The latest version of Ubuntu Linux requires very little “fucking with,” and just about everything can be done using fairly straightforward GUI-type applications. It’s really no more complicated than using Windows, for the most part.

Yeah, but does a major computer retailer sell them? I just didn’t picture Bricker as a guy who’d build his own systems or shop for a computer anyplace other than a Costco or Bestbuy.

I picture him puffing a cigar while the proles install it at his utterly pretentious desk. :smiley:

I’m going to be that arsehole that doesn’t read most of the thread but comments anyway. Has anyone mentioned that we have the same regulations in the UK? In fact they’re more stringent, they have to process payment’s received on the same day before debits.

We still don’t have charges for current accounts.

It can be confusing when you buy and return something on the same day and the refund is posted before the payment!

Thanks for the backup on my perceived reason for the change. It’s good to hear that similar action has produced desirable free-market results elsewhere.

I think it’s always preferable to make the user of the service aware of the cost rather than hiding it in a third-party. This is an argument I often hear from conservatives so I’m a bit surprised to see some of them taking the opposite approach here and advocating for third-party payment of debit-card costs, particularly when those costs are levied by a duopoly.

My undergraduate degree is in computer science and I was a math major for two years before I switched majors into CS. At home, I use a Fedora desktop (with Gnome) and a Jolicloud laptop.
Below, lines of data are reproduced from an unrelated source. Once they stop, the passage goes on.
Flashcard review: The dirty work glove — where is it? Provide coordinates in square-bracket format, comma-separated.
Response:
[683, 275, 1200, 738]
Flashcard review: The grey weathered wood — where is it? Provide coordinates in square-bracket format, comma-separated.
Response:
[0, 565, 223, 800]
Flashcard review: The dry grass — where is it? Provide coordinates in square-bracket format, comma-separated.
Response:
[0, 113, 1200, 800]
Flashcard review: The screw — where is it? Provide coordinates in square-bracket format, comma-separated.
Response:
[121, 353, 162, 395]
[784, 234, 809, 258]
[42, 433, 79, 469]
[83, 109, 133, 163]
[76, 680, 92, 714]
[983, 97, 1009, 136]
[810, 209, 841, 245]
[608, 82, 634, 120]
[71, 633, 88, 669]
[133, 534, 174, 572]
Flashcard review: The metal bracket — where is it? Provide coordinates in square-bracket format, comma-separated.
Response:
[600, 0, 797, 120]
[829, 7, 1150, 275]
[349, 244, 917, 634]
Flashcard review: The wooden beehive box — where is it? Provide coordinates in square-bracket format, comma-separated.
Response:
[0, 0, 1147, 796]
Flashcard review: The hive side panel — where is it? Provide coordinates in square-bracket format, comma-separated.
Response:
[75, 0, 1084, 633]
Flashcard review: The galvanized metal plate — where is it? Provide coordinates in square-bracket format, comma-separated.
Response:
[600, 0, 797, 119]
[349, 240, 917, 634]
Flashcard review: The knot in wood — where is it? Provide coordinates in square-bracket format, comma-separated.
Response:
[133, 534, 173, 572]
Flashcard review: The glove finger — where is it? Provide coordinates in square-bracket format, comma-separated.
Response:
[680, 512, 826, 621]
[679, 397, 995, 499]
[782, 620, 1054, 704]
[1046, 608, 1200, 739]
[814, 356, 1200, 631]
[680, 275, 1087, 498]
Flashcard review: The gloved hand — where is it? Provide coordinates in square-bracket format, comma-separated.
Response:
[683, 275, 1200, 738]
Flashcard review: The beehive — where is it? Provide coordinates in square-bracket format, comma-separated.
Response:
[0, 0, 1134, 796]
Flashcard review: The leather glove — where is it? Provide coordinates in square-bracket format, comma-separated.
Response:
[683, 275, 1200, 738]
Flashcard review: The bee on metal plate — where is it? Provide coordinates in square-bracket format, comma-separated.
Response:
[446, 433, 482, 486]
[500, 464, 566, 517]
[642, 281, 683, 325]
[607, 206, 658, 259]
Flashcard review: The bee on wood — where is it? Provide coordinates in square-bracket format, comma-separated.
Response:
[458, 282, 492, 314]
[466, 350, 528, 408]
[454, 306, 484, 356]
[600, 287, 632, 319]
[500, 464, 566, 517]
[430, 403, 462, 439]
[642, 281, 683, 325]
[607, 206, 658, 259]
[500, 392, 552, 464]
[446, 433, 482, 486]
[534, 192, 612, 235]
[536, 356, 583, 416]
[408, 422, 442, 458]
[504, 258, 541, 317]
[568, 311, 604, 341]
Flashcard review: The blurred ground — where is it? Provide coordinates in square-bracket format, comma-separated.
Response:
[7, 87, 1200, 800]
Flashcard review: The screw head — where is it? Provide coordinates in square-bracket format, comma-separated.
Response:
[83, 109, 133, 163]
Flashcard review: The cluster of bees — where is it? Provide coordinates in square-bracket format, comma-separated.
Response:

Because my wife is a Windows user, she has a Win7 Pro desktop and laptop, and I run a Windows Server 2008 domain with two VMs that serve as the DCs – other VMs include an Ubuntu machine running MySQL, all on VMWare’s ESX host. The Linux boxes run Samba and can authenticate to the Windows DS using LDAP, and pass-thru authentication using Kerberos. My son’s room has a Win X Pro machine and my mom (who lives with us) has her own Win 7 domain machine, so I can distribute patches and maintain what amounts to a single-sign-on solution throughout the house.

Never assume without facts.

My credit union has had that feature for over 2 years.

My boy Joe Biden finally saw this thread and decided to pile on…

http://www.huffingtonpost.com/2011/10/06/joe-biden-bank-america-tone-deaf_n_998055.html

USAA has it too.

That’s actually who I bank with, though they arernt technically a Credit Union. Digital Credit Union has had the service just as long, though.

Well you have to assume without facts. If you had facts, there would be no assumption.

I trust you exempt yourself from that rule, since you believe in Christianity and there are no facts supporting its supernatural claims, right?

In any case, I’m glad you aren’t the total one dimensional piece of shit I thought you were.

They should though. They don’t need to always be making as much money as they do now. Just make less, the end.